Tuesday, January 9, 2007

Urban Appeal

The big one is finally over. Gator fans can revel and rejoice that they are indeed the national champions of basketball and football, a joy known by no other team. Troy Smith showed little heisman qualities, putting up Rex Grossman like numbers, leaving boosters everywhere wondering what stellar qualities this young blood has shown. The big question now isn't who the national champion is, but who the number 1 seed is. Fans in Idaho(?!) are now crying that they deserve to be the number 1 team in the nation. Fuck Idaho. I would rather fuck a potato (have to be mashed) than listen to the griping of a state whose team plays on a blue field. Stop your whining Idahoans, and hire a new fucking groundskeeper, one who has a little more sense in color than my overweight beagle.
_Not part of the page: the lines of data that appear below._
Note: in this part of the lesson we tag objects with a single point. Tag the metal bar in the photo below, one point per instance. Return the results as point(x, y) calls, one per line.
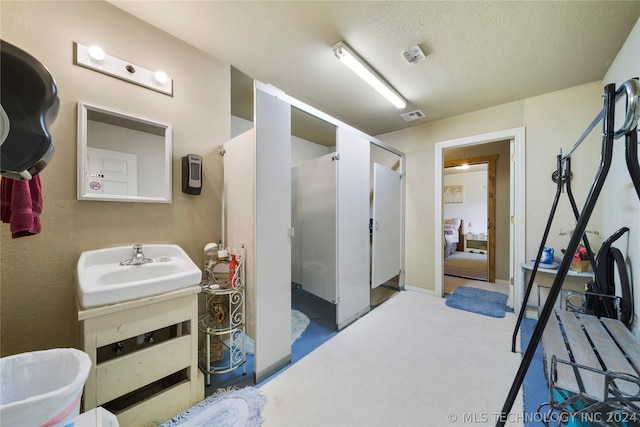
point(632, 158)
point(576, 213)
point(629, 88)
point(587, 210)
point(534, 271)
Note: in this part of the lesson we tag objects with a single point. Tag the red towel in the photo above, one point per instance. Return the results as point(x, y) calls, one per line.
point(21, 205)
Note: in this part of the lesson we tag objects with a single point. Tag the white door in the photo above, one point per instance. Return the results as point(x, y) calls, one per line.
point(318, 208)
point(353, 226)
point(272, 234)
point(111, 172)
point(387, 231)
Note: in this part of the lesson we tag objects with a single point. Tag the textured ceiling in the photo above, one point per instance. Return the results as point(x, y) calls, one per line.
point(478, 53)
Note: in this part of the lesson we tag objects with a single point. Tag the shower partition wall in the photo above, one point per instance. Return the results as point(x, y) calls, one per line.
point(258, 200)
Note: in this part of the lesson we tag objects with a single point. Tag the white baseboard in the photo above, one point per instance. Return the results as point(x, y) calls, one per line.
point(422, 290)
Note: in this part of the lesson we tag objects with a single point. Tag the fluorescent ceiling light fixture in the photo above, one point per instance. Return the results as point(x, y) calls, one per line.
point(349, 58)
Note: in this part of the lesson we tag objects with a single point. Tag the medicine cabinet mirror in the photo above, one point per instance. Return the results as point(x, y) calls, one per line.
point(122, 157)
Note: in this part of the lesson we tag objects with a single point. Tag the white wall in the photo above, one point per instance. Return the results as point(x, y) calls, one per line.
point(473, 209)
point(621, 206)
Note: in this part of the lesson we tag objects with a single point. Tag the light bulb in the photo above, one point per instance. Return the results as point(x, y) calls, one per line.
point(160, 77)
point(96, 53)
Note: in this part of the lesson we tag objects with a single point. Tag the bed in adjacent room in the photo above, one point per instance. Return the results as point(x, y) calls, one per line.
point(457, 262)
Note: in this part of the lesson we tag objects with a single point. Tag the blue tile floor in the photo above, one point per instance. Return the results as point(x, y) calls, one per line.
point(322, 326)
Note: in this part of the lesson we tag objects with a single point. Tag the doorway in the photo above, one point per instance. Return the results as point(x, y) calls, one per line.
point(475, 254)
point(514, 222)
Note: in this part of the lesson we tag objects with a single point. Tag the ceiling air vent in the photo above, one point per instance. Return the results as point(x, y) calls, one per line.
point(413, 115)
point(413, 55)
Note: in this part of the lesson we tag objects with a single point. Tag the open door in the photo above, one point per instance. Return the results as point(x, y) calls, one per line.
point(387, 226)
point(318, 209)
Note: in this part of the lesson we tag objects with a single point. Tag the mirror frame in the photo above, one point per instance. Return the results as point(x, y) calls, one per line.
point(83, 113)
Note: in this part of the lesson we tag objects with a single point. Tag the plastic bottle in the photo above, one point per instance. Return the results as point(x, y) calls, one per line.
point(233, 266)
point(210, 255)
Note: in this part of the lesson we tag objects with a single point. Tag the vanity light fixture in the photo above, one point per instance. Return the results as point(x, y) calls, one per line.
point(96, 59)
point(96, 53)
point(348, 57)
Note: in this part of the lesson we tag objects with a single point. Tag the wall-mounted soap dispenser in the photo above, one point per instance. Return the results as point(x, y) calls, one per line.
point(192, 174)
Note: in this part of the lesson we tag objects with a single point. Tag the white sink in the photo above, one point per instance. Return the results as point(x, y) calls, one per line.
point(102, 280)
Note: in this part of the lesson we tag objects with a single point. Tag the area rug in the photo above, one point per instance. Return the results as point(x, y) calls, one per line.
point(231, 407)
point(299, 323)
point(479, 301)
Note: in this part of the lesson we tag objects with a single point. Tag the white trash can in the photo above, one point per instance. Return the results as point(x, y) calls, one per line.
point(42, 388)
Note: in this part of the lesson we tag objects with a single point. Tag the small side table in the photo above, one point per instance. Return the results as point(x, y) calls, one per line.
point(224, 327)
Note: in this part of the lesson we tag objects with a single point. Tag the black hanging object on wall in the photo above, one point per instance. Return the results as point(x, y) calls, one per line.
point(192, 174)
point(29, 104)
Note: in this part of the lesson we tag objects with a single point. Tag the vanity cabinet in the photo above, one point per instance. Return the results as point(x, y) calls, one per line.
point(144, 357)
point(223, 326)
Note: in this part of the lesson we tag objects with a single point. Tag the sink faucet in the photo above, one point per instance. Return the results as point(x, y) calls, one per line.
point(137, 258)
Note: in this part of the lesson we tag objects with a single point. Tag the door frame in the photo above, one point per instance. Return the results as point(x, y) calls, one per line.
point(491, 205)
point(517, 192)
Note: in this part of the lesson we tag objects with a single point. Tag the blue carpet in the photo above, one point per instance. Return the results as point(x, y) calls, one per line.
point(534, 385)
point(479, 301)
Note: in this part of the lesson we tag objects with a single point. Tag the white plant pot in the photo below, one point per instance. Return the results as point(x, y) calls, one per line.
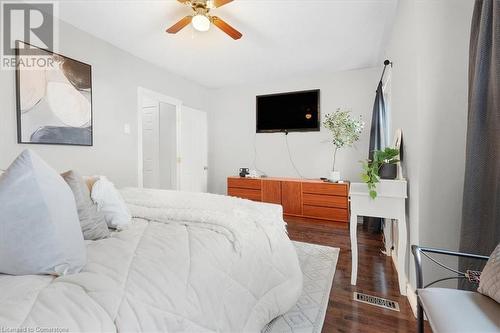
point(334, 176)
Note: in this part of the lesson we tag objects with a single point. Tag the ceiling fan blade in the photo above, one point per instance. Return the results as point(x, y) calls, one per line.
point(179, 25)
point(219, 3)
point(235, 34)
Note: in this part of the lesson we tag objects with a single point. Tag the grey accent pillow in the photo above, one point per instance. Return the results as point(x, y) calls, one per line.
point(489, 284)
point(39, 228)
point(92, 221)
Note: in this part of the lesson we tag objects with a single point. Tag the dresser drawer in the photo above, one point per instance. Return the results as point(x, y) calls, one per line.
point(325, 188)
point(245, 193)
point(322, 200)
point(326, 213)
point(250, 183)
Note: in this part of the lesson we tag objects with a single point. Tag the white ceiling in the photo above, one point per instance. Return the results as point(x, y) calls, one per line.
point(281, 38)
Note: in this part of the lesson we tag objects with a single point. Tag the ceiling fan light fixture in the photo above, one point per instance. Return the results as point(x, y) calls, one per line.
point(201, 22)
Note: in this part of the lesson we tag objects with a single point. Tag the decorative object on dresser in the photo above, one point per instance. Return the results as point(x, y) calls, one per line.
point(299, 197)
point(345, 132)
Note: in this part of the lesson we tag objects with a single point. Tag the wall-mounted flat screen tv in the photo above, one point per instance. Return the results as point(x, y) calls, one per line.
point(288, 112)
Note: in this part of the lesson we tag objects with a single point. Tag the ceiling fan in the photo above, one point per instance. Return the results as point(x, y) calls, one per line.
point(201, 18)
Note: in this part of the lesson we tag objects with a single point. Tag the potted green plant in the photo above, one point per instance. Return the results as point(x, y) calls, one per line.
point(372, 168)
point(345, 132)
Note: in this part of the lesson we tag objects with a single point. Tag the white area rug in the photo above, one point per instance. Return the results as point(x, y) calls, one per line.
point(318, 265)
Florida Fans, you deserved it, despite Urban Meyers whining and moaning, you did prove that as touchdown underdogs, you could handle the powerhouse that was THE Ohio State University. My love for the Big Ten knows no bounds, the same as my hatred for any Florida team, and the Big Ten got manhandled, not even politely, but bent over and fucked hard, right in the anus in their bowl games, not even bothering to clean up the smoldering mound of shit left on the floor, which is exactly what they looked like. Illini fans, stand up, because if Ron Zook can recruit a national championship team in Florida, he can sure as hell to the same for the Illini, the team everybody feels sorry for, like the dog with three legs on your block. This was Zook's team, and Meyer graciously gave him credit that was due. Now I only wish Notre Dame fans can acknowledge one Tyrone Willingham, instead of worshipping the fat cow that is Charlie Weiss.